How should buyers approach integrated value-led due diligence? Four things make the difference:

  1. Understand the importance of a value-led lens to integrating operational and technology value creation levers with the drivers of commercial value. Separate the diligence of commercial value levers (pricing, product, go-to-market, customer success) from the operating model, operations, and technologies required to pull those levers risks creating myopic views. The strategic and commercial teams for one asset we advised on, for example, had forecast 14% revenue growth without considering that the target was already running its plants at full capacity and would need additional capital to realize the commercial plan.
  2. Assemble a team with experienced and senior people, who understand how to execute value creation plans and can support you in engaging the capital markets. Good value-led diligence is not a box-ticking exercise. As the demands of increasingly diverse funding stakeholders add more complex perspectives, having a senior, experienced team to identify and articulate how value will be realized will be critical to successful deal making in 2023 and beyond. Co-investors need confidence in both the soundness of the deal thesis and the ability of the team in place to execute and rapidly deliver.
  3. Focus on value creation, but don’t discount risk mitigation. 2023 is set to be a highly complex economic environment in which to do business. Even the most robust plan can be buffeted by unforeseen headwinds. An integrated value-led diligence will help teams anticipate risks and identify the ways to mitigate and manage them.
  4. Design a diligence process that operates seamlessly - from signing to closing and beyond. When diligence is done right - and transitioned to a value capture plan - it’s a process, not a project. Too often, the team required to realize value creation plan is not involved early enough in the deal process. The diligence team should ideally be working with management to stand up the programs required to drive value creation initiatives prioritized during diligence. An AlixPartners team advising one multibillion-dollar telecommunications company identified more than $1 billion in savings—and captured 40% of that within the first year. Getting that kind of early return demands a willingness to invest in the continuity of value-led diligence outputs that can be seamlessly transitioned into the sign-to-close planning and ultimately an actionable day 1 program to realize value.

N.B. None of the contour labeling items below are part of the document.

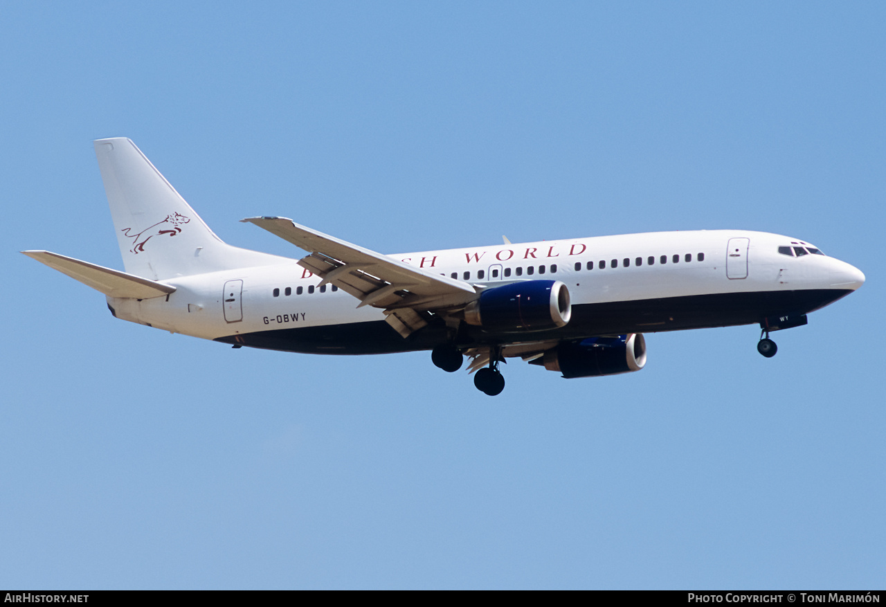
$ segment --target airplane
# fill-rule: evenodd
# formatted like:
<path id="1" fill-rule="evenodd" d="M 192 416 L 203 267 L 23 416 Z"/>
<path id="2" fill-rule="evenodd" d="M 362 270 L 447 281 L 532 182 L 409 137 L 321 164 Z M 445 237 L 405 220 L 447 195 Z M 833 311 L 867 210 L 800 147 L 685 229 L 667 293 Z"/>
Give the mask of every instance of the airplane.
<path id="1" fill-rule="evenodd" d="M 646 364 L 643 334 L 804 325 L 865 282 L 807 242 L 741 230 L 603 236 L 385 255 L 284 217 L 241 220 L 307 252 L 222 241 L 129 139 L 94 142 L 125 271 L 48 251 L 26 255 L 105 295 L 117 318 L 284 352 L 430 350 L 501 393 L 508 358 L 587 377 Z"/>

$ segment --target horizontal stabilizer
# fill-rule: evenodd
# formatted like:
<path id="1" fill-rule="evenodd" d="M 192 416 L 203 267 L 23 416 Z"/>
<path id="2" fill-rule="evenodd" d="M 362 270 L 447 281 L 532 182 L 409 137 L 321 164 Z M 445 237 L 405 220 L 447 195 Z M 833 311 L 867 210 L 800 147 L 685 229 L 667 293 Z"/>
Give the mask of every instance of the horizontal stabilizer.
<path id="1" fill-rule="evenodd" d="M 109 297 L 131 297 L 146 300 L 151 297 L 168 295 L 175 291 L 175 287 L 168 284 L 110 268 L 97 266 L 94 263 L 81 261 L 73 257 L 65 257 L 49 251 L 22 251 L 21 253 L 41 263 L 45 263 L 62 274 L 66 274 L 74 280 L 79 280 L 96 291 L 100 291 Z"/>

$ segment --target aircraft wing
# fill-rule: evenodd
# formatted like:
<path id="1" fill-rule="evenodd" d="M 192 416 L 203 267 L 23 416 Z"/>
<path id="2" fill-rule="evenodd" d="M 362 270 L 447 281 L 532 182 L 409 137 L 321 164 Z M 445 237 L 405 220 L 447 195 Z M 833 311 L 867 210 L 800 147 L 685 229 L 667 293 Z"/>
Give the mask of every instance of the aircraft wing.
<path id="1" fill-rule="evenodd" d="M 299 265 L 323 278 L 321 284 L 330 283 L 360 300 L 358 307 L 374 306 L 386 308 L 388 314 L 402 310 L 400 315 L 409 315 L 410 309 L 456 308 L 477 299 L 477 292 L 467 283 L 398 261 L 285 217 L 250 217 L 241 221 L 254 223 L 310 252 L 299 261 Z"/>

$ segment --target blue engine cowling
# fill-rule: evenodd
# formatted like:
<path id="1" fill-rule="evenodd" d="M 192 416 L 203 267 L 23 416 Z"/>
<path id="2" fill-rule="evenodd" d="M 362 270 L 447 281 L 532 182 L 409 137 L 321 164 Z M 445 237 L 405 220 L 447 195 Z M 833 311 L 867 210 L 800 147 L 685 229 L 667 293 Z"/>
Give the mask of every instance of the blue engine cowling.
<path id="1" fill-rule="evenodd" d="M 569 289 L 559 280 L 527 280 L 486 289 L 464 308 L 468 324 L 501 332 L 556 329 L 571 315 Z"/>
<path id="2" fill-rule="evenodd" d="M 646 339 L 641 333 L 631 333 L 563 342 L 532 363 L 560 371 L 567 379 L 639 371 L 646 365 Z"/>

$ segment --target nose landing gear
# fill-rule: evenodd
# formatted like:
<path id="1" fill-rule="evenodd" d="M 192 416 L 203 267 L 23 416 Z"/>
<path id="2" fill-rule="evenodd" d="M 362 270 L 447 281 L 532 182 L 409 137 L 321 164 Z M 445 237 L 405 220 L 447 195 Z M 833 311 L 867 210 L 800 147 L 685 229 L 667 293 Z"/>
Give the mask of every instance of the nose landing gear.
<path id="1" fill-rule="evenodd" d="M 766 337 L 763 337 L 766 335 Z M 772 358 L 778 352 L 778 346 L 769 339 L 769 331 L 764 329 L 760 332 L 760 340 L 757 342 L 757 351 L 766 358 Z"/>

In the 2023 M&A market, focusing on these four key elements has never been more essential.

A checklist for more effective diligence:

  • Start early in the right places. Starting early can get you a smarter deal thesis and identify opportunities others miss.

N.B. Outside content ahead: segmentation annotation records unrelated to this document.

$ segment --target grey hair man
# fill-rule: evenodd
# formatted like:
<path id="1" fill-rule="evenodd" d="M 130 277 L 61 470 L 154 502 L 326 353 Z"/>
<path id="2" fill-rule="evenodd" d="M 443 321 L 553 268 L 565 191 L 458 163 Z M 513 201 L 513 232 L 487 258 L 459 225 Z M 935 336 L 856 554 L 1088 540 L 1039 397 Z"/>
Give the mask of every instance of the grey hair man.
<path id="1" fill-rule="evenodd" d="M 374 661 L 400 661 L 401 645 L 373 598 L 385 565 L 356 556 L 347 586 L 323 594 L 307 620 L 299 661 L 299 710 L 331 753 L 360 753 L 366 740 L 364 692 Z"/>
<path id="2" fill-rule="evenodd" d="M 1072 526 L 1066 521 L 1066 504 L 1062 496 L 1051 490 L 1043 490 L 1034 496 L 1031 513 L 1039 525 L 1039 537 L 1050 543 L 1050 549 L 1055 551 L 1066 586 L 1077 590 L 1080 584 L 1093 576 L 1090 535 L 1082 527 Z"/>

  • Synthesize diligence around value drivers. Integrating the operational and technological drivers of value creation with commercial levers will provide much greater certainty during diligence on the deal’s true value thesis and opportunity.
  • Look for sources of value, as well as areas of risk. Troubleshooting is only the beginning. An experienced diligence team can find significant margin and market expansion opportunities and understand where the risks to value lie.
  • Use an experienced, operations-minded team. The ideal team combines industry, operations, and value capture implementation expertise. 
  • Take a tested, hypothesis led approach to value creation. Value creation derived from benchmarks might or might not be realized; those derived from specific insights can become turnkey initiatives with an action plan.
  • Make sure your team can pivot to execution—and move fast. You will never have as much momentum as you do on the day the deal closes. Capture as much value as quickly as possible. Speed to execution should be job one.
  • Minimize hand-offs. The best operational diligence connects seamlessly to integration. Every hand-off costs time and puts focus at risk.